Author's Chapter Notes:
Another one of my wacky stories that will take some getting used to with the small broken fragments told in different perspectives... for some reason I can't shake that style, lol... but pls tell me what you think =]

[Rhys]

No!” I wake up, arms flailing. Get off! Get off me!

No matter how hard I swing he doesn’t get off, he doesn’t disappear; he was a dream, dreams disappear, why doesn’t he disappear? I keep swinging, swinging as hard as I can but he’s still here, in my mind, in the air that I gasp trying to inhale, in my veins, he’s here. Why didn’t I leave him for good like I said I would?

His lies, those beautiful lies ringing in my ears. That’s why. That’s why I didn’t leave. Because his lies were like rainbows and butterflies, lace and silk and all those pretty things that make you feel like life is divine.

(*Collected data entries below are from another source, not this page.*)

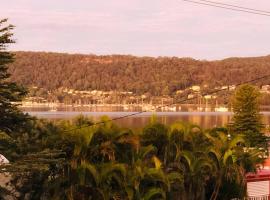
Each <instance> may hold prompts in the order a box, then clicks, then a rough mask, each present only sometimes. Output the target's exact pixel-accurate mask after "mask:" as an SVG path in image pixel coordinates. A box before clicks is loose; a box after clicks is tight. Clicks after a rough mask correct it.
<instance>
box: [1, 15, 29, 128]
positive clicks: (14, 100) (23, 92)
mask: <svg viewBox="0 0 270 200" xmlns="http://www.w3.org/2000/svg"><path fill="white" fill-rule="evenodd" d="M13 28H14V26H13V25H8V24H7V19H2V20H1V19H0V114H1V115H0V131H4V132H6V133H11V132H12V131H14V130H17V129H18V128H19V127H21V125H22V124H23V123H25V120H26V118H27V115H25V114H23V113H22V112H21V111H20V110H19V109H18V108H17V106H18V103H16V102H20V101H21V100H22V98H23V97H24V96H25V95H26V93H27V92H26V90H25V89H24V88H23V87H22V86H19V85H17V84H16V83H14V82H11V81H9V77H10V74H9V73H8V71H7V70H8V65H9V64H10V63H12V62H13V61H14V57H13V54H12V53H10V52H8V51H7V47H8V45H9V44H12V43H14V40H13V39H12V36H13V33H12V30H13Z"/></svg>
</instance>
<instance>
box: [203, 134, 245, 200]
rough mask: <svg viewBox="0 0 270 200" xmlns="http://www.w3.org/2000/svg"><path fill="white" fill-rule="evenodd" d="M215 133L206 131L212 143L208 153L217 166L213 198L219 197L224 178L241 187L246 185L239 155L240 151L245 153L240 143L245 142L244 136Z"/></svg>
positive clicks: (216, 165)
mask: <svg viewBox="0 0 270 200" xmlns="http://www.w3.org/2000/svg"><path fill="white" fill-rule="evenodd" d="M212 134H213V133H212ZM215 135H216V136H212V135H211V134H209V133H206V136H207V138H208V139H209V141H210V142H211V144H212V145H211V146H210V147H209V149H208V155H209V157H210V159H211V160H212V161H213V163H214V165H215V167H216V170H215V172H214V173H213V175H214V177H215V181H214V182H215V183H214V189H213V193H212V195H211V197H210V199H211V200H215V199H217V198H218V195H219V192H220V189H221V187H222V183H223V181H224V180H226V181H233V182H235V183H237V184H238V185H239V186H240V187H242V188H243V187H245V182H244V177H245V170H244V168H243V167H242V165H241V163H239V158H238V157H237V155H238V154H239V153H240V152H241V154H242V153H243V147H242V146H241V145H240V144H244V143H245V140H244V138H243V136H241V135H237V136H235V137H233V138H230V137H228V135H227V134H226V133H224V132H218V134H215Z"/></svg>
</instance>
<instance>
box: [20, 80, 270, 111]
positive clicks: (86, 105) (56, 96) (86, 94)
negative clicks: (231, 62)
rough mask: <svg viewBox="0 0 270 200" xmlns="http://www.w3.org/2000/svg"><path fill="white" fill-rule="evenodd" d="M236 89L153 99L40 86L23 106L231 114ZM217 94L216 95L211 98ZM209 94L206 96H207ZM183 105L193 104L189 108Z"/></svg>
mask: <svg viewBox="0 0 270 200" xmlns="http://www.w3.org/2000/svg"><path fill="white" fill-rule="evenodd" d="M235 89H236V86H235V85H224V86H221V87H215V88H213V89H210V88H209V87H208V85H203V86H199V85H193V86H191V87H189V88H186V89H184V90H177V91H175V93H174V95H171V96H169V95H167V96H165V95H164V96H152V95H150V94H149V93H145V94H142V95H137V94H134V93H133V92H131V91H99V90H91V91H87V90H82V91H80V90H75V89H70V88H59V89H58V90H56V91H46V90H44V89H43V88H38V87H36V86H33V87H31V89H30V93H29V95H28V97H26V98H25V99H24V101H23V102H22V104H21V107H22V108H29V107H49V108H50V110H51V111H54V110H56V107H59V106H71V107H79V106H84V107H89V108H92V110H93V109H94V110H95V109H96V110H97V108H98V107H110V108H112V107H117V108H118V109H120V110H123V111H134V110H149V111H220V112H227V111H230V99H229V96H230V95H231V94H232V93H233V92H234V90H235ZM213 91H219V92H218V93H216V94H212V95H209V94H207V92H208V93H212V92H213ZM260 93H261V94H262V101H264V103H263V105H266V106H267V105H268V101H267V99H268V98H267V97H268V96H269V94H270V85H262V86H261V87H260ZM205 94H206V95H205ZM181 104H183V105H193V106H191V107H189V109H187V108H185V106H182V107H181Z"/></svg>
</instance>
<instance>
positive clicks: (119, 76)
mask: <svg viewBox="0 0 270 200" xmlns="http://www.w3.org/2000/svg"><path fill="white" fill-rule="evenodd" d="M15 54H16V61H15V63H14V64H12V65H11V66H10V69H9V71H10V73H11V74H12V80H13V81H17V82H19V83H21V84H23V85H26V86H28V87H29V88H30V91H31V93H30V96H39V97H45V98H47V99H48V98H52V99H54V98H56V99H57V100H59V101H60V102H61V100H63V98H65V95H63V93H64V92H63V91H66V93H67V94H68V92H67V91H70V90H74V91H95V90H96V91H106V92H107V93H108V92H122V93H123V92H129V94H130V93H132V94H134V95H146V96H156V97H158V96H159V97H161V96H167V97H175V96H177V95H178V94H181V93H183V91H186V90H187V89H188V88H191V87H192V86H195V85H197V86H200V90H201V91H202V90H204V91H206V92H207V91H211V90H212V89H214V88H217V87H220V88H221V87H225V86H228V87H229V86H232V85H234V84H237V83H239V82H241V81H246V80H250V79H253V78H256V77H258V76H263V75H265V74H270V56H265V57H253V58H229V59H225V60H220V61H205V60H195V59H192V58H176V57H158V58H153V57H134V56H130V55H111V56H96V55H82V54H62V53H43V52H15ZM268 84H270V80H264V81H261V82H260V83H259V86H260V87H261V86H263V85H268ZM31 88H32V89H31ZM69 93H70V92H69ZM71 93H72V92H71ZM265 93H266V94H267V93H268V91H267V90H266V91H265Z"/></svg>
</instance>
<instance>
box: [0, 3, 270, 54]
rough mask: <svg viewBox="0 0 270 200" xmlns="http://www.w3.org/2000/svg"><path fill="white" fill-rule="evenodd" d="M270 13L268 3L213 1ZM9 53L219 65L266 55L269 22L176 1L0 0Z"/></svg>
mask: <svg viewBox="0 0 270 200" xmlns="http://www.w3.org/2000/svg"><path fill="white" fill-rule="evenodd" d="M216 1H219V2H223V3H231V4H234V5H240V6H245V7H249V8H256V9H263V10H268V11H270V1H269V0H216ZM6 17H8V18H9V19H10V23H12V24H14V25H16V30H15V38H16V40H17V44H15V45H13V46H12V48H11V49H12V50H29V51H30V50H31V51H54V52H69V53H94V54H133V55H139V56H179V57H194V58H199V59H220V58H225V57H229V56H258V55H268V54H270V17H267V16H259V15H252V14H248V13H242V12H241V13H240V12H235V11H228V10H223V9H219V8H213V7H207V6H203V5H201V6H199V5H196V4H192V3H188V2H184V1H182V0H0V18H6Z"/></svg>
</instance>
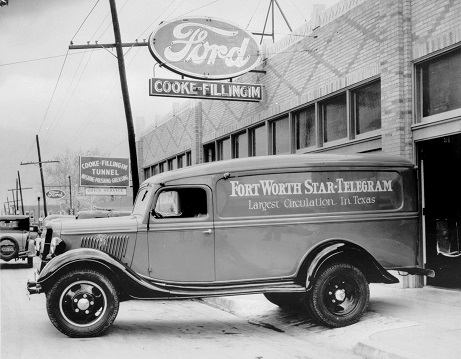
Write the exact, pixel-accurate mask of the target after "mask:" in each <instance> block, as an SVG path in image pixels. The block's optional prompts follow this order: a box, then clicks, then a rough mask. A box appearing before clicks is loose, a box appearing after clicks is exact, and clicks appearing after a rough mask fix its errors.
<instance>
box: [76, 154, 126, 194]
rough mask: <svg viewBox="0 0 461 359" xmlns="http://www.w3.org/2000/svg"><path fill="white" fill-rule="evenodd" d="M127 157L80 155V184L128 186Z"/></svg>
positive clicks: (104, 185) (112, 185) (80, 184)
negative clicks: (86, 156)
mask: <svg viewBox="0 0 461 359" xmlns="http://www.w3.org/2000/svg"><path fill="white" fill-rule="evenodd" d="M129 168H130V161H129V159H128V158H109V157H84V156H82V157H80V186H82V187H85V186H87V187H128V186H129V184H130V179H129Z"/></svg>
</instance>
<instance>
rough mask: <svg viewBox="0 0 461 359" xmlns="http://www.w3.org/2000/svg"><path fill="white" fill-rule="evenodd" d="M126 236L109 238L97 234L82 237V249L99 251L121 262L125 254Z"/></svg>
mask: <svg viewBox="0 0 461 359" xmlns="http://www.w3.org/2000/svg"><path fill="white" fill-rule="evenodd" d="M127 243H128V236H109V235H107V234H97V235H94V236H85V237H82V248H93V249H99V250H100V251H102V252H105V253H107V254H110V255H111V256H113V257H115V258H117V259H119V260H121V259H122V258H123V257H124V256H125V254H126V247H127Z"/></svg>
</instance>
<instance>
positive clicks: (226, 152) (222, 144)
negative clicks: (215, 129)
mask: <svg viewBox="0 0 461 359" xmlns="http://www.w3.org/2000/svg"><path fill="white" fill-rule="evenodd" d="M217 144H218V160H229V159H230V158H231V147H230V138H229V137H228V138H225V139H223V140H220V141H218V142H217Z"/></svg>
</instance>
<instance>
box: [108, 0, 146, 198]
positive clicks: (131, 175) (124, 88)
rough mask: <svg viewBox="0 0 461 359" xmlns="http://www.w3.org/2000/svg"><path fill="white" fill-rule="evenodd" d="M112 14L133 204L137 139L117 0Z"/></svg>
mask: <svg viewBox="0 0 461 359" xmlns="http://www.w3.org/2000/svg"><path fill="white" fill-rule="evenodd" d="M109 3H110V11H111V13H112V24H113V26H114V37H115V49H116V50H117V60H118V70H119V73H120V85H121V87H122V96H123V104H124V106H125V116H126V125H127V129H128V146H129V148H130V159H131V160H130V163H131V179H132V182H133V203H134V199H135V198H136V193H138V189H139V174H138V156H137V155H136V139H135V134H134V126H133V116H132V114H131V104H130V95H129V93H128V84H127V81H126V72H125V59H124V57H123V48H122V37H121V35H120V25H119V22H118V15H117V8H116V5H115V0H109Z"/></svg>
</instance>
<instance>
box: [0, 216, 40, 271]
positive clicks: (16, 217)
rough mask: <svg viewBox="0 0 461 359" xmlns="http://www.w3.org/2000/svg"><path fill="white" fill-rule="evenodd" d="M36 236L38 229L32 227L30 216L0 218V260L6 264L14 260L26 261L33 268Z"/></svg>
mask: <svg viewBox="0 0 461 359" xmlns="http://www.w3.org/2000/svg"><path fill="white" fill-rule="evenodd" d="M35 230H37V231H35ZM31 233H32V235H31ZM36 235H38V227H37V228H34V227H31V226H30V218H29V216H26V215H4V216H0V258H1V259H3V260H4V261H5V262H9V261H11V260H13V259H14V260H19V259H21V260H25V261H27V266H28V267H29V268H32V266H33V259H34V256H35V246H34V244H35V239H34V238H33V237H36Z"/></svg>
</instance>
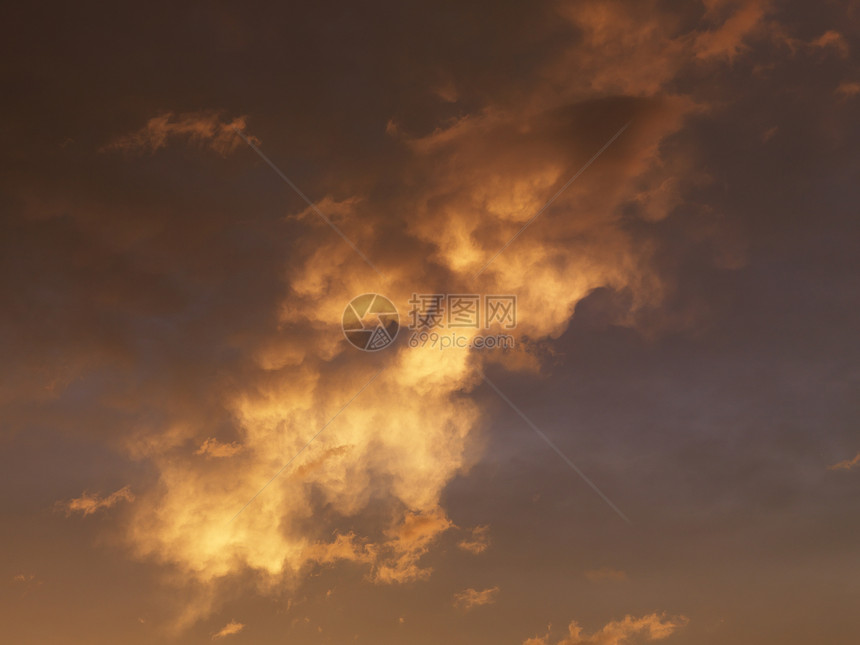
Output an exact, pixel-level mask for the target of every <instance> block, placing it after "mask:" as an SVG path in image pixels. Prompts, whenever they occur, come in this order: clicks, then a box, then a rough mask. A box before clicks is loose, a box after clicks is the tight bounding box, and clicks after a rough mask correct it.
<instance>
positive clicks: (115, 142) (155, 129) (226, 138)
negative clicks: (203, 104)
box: [104, 111, 258, 156]
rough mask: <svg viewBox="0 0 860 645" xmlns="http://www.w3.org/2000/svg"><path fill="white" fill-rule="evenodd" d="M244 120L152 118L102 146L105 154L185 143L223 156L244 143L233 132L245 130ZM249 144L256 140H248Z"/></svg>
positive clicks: (220, 115) (192, 115)
mask: <svg viewBox="0 0 860 645" xmlns="http://www.w3.org/2000/svg"><path fill="white" fill-rule="evenodd" d="M246 118H247V117H244V116H240V117H236V118H234V119H231V120H225V119H223V118H222V116H221V113H220V112H217V111H209V112H190V113H185V114H179V115H175V114H173V113H172V112H167V113H165V114H160V115H158V116H155V117H152V118H151V119H149V121H147V122H146V125H145V126H143V127H142V128H141V129H140V130H137V131H136V132H132V133H130V134H127V135H124V136H121V137H119V138H117V139H115V140H113V141H112V142H110V143H109V144H107V145H106V146H105V147H104V150H105V151H111V150H119V151H122V152H139V153H150V154H151V153H154V152H156V151H157V150H159V149H161V148H164V147H166V146H167V145H168V144H170V143H171V142H175V141H185V142H188V143H190V144H192V145H196V146H202V147H206V148H209V149H210V150H212V151H214V152H216V153H218V154H220V155H222V156H223V155H226V154H228V153H230V152H232V151H233V150H235V149H236V148H237V147H239V146H244V145H245V144H244V142H243V141H242V139H241V138H240V137H239V135H238V134H236V130H244V129H245V122H246ZM250 138H251V140H252V141H254V142H255V143H258V140H256V139H254V138H253V137H250Z"/></svg>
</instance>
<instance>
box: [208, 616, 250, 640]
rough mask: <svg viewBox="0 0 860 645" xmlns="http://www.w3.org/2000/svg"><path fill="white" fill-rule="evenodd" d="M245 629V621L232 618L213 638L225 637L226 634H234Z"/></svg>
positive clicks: (213, 636)
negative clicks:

Because his lies are captivating, and I’m weak. Susceptible to temptation.

[Justin]

When I get to her she’s not calling out anymore, just whimpering. Curled up in a ball beneath the blankets like a child who hides under the bed, trying to disappear… or make someone else disappear. He’s hit her before, but never like this. I’ve never seen her like this.

“Baby?”

Silence.

[Rhys]

He’ll stay at the door… or maybe he’ll sit on the window seat; he did that before, the night Gabriel died. He brought me here, let me bathe, gave me clothes, kept me company for the day that it took for my parents to fly in from Memphis. Said I could go to my apartment if I wanted to but that he didn’t really want to be alone and that he was pretty sure that I didn’t want to be alone either. For the longest time he was curled on the window seat until I gave up trying to sleep and asked him to join me in the bed.

I was Gabe’s little sister so it was never ‘like that.’ We were just friends then, buddies.

But so much shit has happened since then that I couldn’t possibly ask him to join me now.

Even though… I’d really like to.

So I just stay. Immobile. And wait for the blackout: sleep.